Thundra's VP of Product Emrah Samdan recently spoke at
the Chaos Conference, the world's
largest chaos engineering event. After he spoke, the attendees had some great
follow up questions. Given the discussion, we figured other people might have
similar questions and so we've curated those questions and Emrah's answers.
VMblog: How confidently can we start experimenting in non-production environments if we
know for sure that test environments are not mirroring production? What are
some strategies you may apply to tackle this?
Emrah Samdan: You don't always test the production environment. But, you can test how you are
responding as a team. Running chaos experiments on production is the end goal,
not the way to start. This way, you can also "learn" how to run chaos
experiments.
VMblog: You talked about latency injections; what other types of anomalies are included
in chaos injections?
Samdan: Injecting different types of failures, playing with the concurrent execution
limits of serverless functions, and playing with the IAM permissions.
VMblog: In your teams, how do you manage/keep track of what chaos experiments have been
performed across all your serverless functions?
Samdan: Well, my preferred way is to create the shared communication channel, and using
retrospective templates by incident management platforms like Opsgenie and
Pagerduty.
VMblog: Could you give us some examples of chaos injections into web applications? And,
how effective is it? What are the metrics that we can use to measure those as
well?
Samdan: You can start really strong instead of with the "the day after tomorrow"
scenario.

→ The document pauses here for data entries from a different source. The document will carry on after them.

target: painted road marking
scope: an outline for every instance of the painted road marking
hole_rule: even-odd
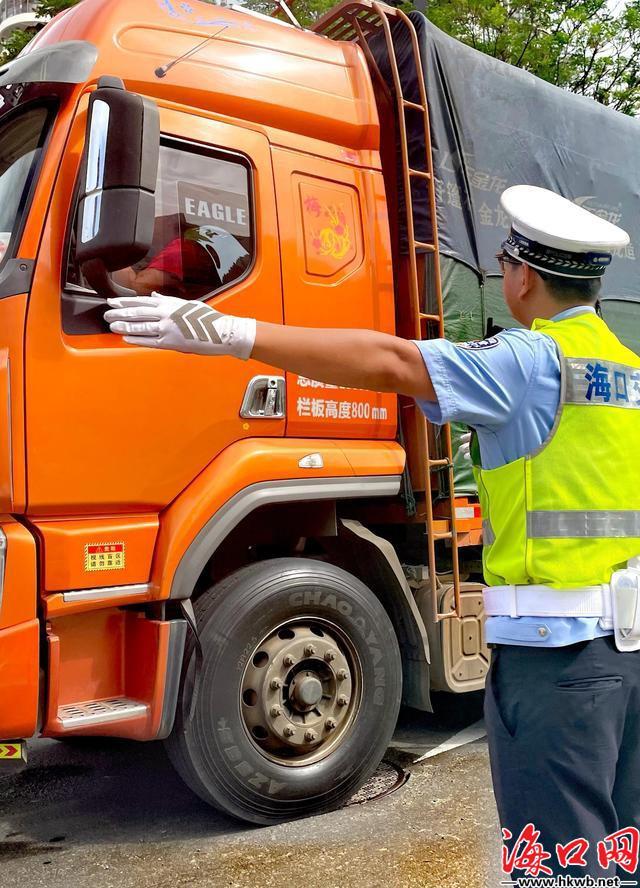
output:
[[[464,746],[466,743],[473,743],[474,740],[479,740],[481,737],[486,736],[486,733],[487,732],[484,726],[484,719],[480,719],[480,721],[469,725],[469,727],[465,728],[463,731],[458,731],[457,734],[454,734],[453,737],[449,737],[449,739],[445,740],[444,743],[440,743],[438,746],[435,746],[433,749],[425,752],[425,754],[421,755],[420,758],[414,759],[413,764],[417,765],[418,762],[422,762],[426,758],[433,758],[434,755],[440,755],[443,752],[449,752],[450,749],[455,749],[458,746]]]

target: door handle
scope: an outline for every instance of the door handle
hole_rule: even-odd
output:
[[[254,376],[242,399],[243,419],[283,419],[286,412],[284,376]]]

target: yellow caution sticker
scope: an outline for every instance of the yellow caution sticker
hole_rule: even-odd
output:
[[[22,746],[22,743],[0,743],[0,760],[21,759]]]
[[[124,543],[87,543],[84,547],[85,570],[122,570]]]

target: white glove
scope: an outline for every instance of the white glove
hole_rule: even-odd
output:
[[[462,459],[466,459],[471,462],[471,435],[472,432],[466,432],[464,435],[460,435],[460,444],[458,446],[458,453],[462,457]]]
[[[256,340],[253,318],[223,315],[199,300],[175,296],[107,299],[104,319],[124,341],[194,355],[233,355],[246,361]]]

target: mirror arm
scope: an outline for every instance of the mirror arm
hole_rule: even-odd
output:
[[[135,290],[122,287],[111,280],[102,259],[90,259],[88,262],[83,262],[82,273],[98,296],[105,299],[116,299],[117,297],[136,299],[138,296]]]

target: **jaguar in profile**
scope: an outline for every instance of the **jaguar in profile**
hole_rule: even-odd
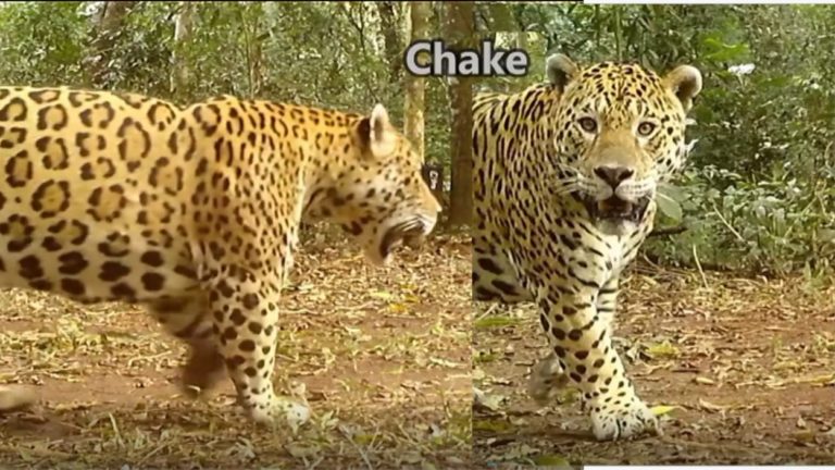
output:
[[[379,264],[440,210],[382,104],[0,87],[0,286],[144,305],[189,345],[183,389],[228,375],[259,423],[309,417],[272,385],[300,222],[340,225]]]

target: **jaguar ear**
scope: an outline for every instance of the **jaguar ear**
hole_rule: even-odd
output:
[[[701,91],[701,72],[691,65],[678,65],[664,76],[663,83],[687,112],[693,108],[693,99]]]
[[[548,75],[548,82],[563,91],[569,82],[576,78],[579,67],[568,55],[556,53],[548,57],[545,61],[545,73]]]
[[[388,111],[383,104],[376,104],[371,116],[360,122],[360,138],[367,143],[371,154],[382,158],[395,151],[395,135]]]

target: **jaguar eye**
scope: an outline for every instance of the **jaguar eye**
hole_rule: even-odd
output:
[[[638,135],[641,137],[647,137],[648,135],[652,134],[652,131],[656,129],[656,125],[650,122],[643,122],[640,125],[638,125]]]
[[[593,120],[591,118],[581,118],[579,126],[583,128],[583,131],[587,133],[593,133],[597,131],[597,121]]]

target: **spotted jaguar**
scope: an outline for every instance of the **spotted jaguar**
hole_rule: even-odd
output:
[[[473,103],[473,294],[535,302],[550,343],[529,393],[582,392],[598,440],[660,432],[612,345],[623,269],[652,228],[659,183],[685,163],[702,86],[680,65],[546,61],[548,81]]]

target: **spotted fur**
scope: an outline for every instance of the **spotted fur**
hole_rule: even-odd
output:
[[[549,81],[473,106],[473,293],[533,301],[551,354],[529,389],[570,383],[600,440],[658,431],[612,346],[619,276],[651,231],[658,183],[682,168],[701,75],[547,61]]]
[[[262,423],[307,416],[271,383],[300,221],[384,263],[440,210],[379,104],[0,87],[0,286],[147,306],[190,345],[184,388],[228,372]]]

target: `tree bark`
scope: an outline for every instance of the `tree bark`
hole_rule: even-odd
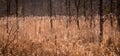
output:
[[[74,0],[74,4],[75,4],[75,8],[76,8],[76,24],[77,24],[77,27],[78,29],[80,29],[80,26],[79,26],[79,9],[80,9],[80,0]]]
[[[120,31],[120,0],[117,0],[117,25]]]
[[[49,13],[50,13],[50,26],[51,26],[51,29],[53,28],[53,23],[52,23],[52,0],[49,0],[49,6],[50,6],[50,8],[49,8]]]
[[[103,0],[99,0],[99,13],[100,13],[100,37],[99,40],[102,42],[103,39]]]

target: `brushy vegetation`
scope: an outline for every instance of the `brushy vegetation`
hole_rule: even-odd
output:
[[[80,18],[80,30],[77,29],[76,17],[66,28],[69,17],[53,17],[53,28],[49,17],[15,17],[0,20],[0,56],[120,56],[120,33],[110,20],[104,22],[104,38],[99,43],[99,17],[90,20]],[[108,17],[109,18],[109,17]],[[95,23],[95,24],[94,24]],[[17,28],[17,25],[19,28]]]

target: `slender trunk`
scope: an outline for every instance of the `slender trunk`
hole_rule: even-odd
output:
[[[100,42],[103,39],[103,0],[99,0],[99,13],[100,13]]]
[[[93,24],[92,24],[92,21],[93,21],[93,9],[92,9],[93,7],[92,7],[92,2],[93,2],[93,0],[90,0],[90,5],[91,5],[91,6],[90,6],[90,9],[91,9],[90,27],[92,27],[92,25],[93,25]]]
[[[77,27],[78,29],[80,29],[80,26],[79,26],[79,9],[80,9],[80,0],[74,0],[74,4],[75,4],[75,8],[76,8],[76,24],[77,24]]]
[[[6,19],[6,28],[7,28],[7,33],[8,33],[8,29],[9,29],[9,26],[8,26],[8,17],[10,15],[10,0],[6,0],[6,4],[7,4],[7,19]]]
[[[83,5],[83,7],[84,7],[84,18],[85,18],[85,21],[86,21],[86,0],[84,0],[84,5]]]
[[[67,24],[66,24],[66,28],[68,28],[68,25],[69,25],[69,23],[70,23],[70,21],[71,21],[71,11],[70,11],[70,7],[71,5],[70,5],[70,0],[66,0],[66,14],[67,14],[67,16],[69,16],[69,18],[67,19]]]
[[[120,31],[120,0],[117,0],[117,25]]]
[[[53,20],[52,20],[52,0],[50,0],[49,1],[49,6],[50,6],[50,10],[49,10],[49,12],[50,12],[50,26],[51,26],[51,29],[53,28]]]
[[[111,23],[111,27],[113,27],[113,21],[112,21],[112,13],[113,13],[113,0],[110,1],[110,23]]]

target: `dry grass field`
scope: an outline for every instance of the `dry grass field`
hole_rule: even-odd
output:
[[[0,20],[0,56],[120,56],[120,33],[117,22],[104,22],[104,38],[99,43],[99,17],[94,24],[80,18],[77,29],[75,17],[66,28],[69,17],[7,17]],[[16,19],[18,19],[18,24]],[[92,22],[93,23],[93,22]],[[17,28],[17,25],[19,26]]]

For example, you can simply inject a latency to your API endpoints
and see if there will be other problems in the other parts of your system such
as more items waiting in the queue, problems in DB connection. After that, you
can make it bigger by injecting more latency or injecting latency to more
places.
VMblog: Do APM tools come under the chaos engineering umbrella?
Samdan: Not very frequently.
VMblog: What are some of the metrics to measure in chaos attacks?
Samdan: I say business level metrics can be more
important than your system level metrics. For example, your APDEX score is more
important than anything else, because it's the value to your customers. You
should also check the application level metrics such as the latency or
infrastructure and other level metrics such as CPU usage.
VMblog: Can we inject chaos attacks on
the database layer?
Samdan: Yes, you can. But Thundra does
it at the application level. For more infrastructure level chaos to database,
you can use Gremlin.
VMblog: You said "recursion is deadly in
serverless." Why?
Samdan: You never know the base case
actually covers the problematic inputs. You can stay in the infinite recursion
but your function may time out.
VMblog: Can Chaos testing be part of the
CI/CD pipeline?
Samdan: Very, very good question. I think about this a
lot, but automated Chaos doesn't seem to be that much of Chaos for me. Maybe we
can embed previous Chaos experiments into our CI/CD process, just to make sure
it's still working, but for new game days, there should be a new hypothesis
that you can think of.
##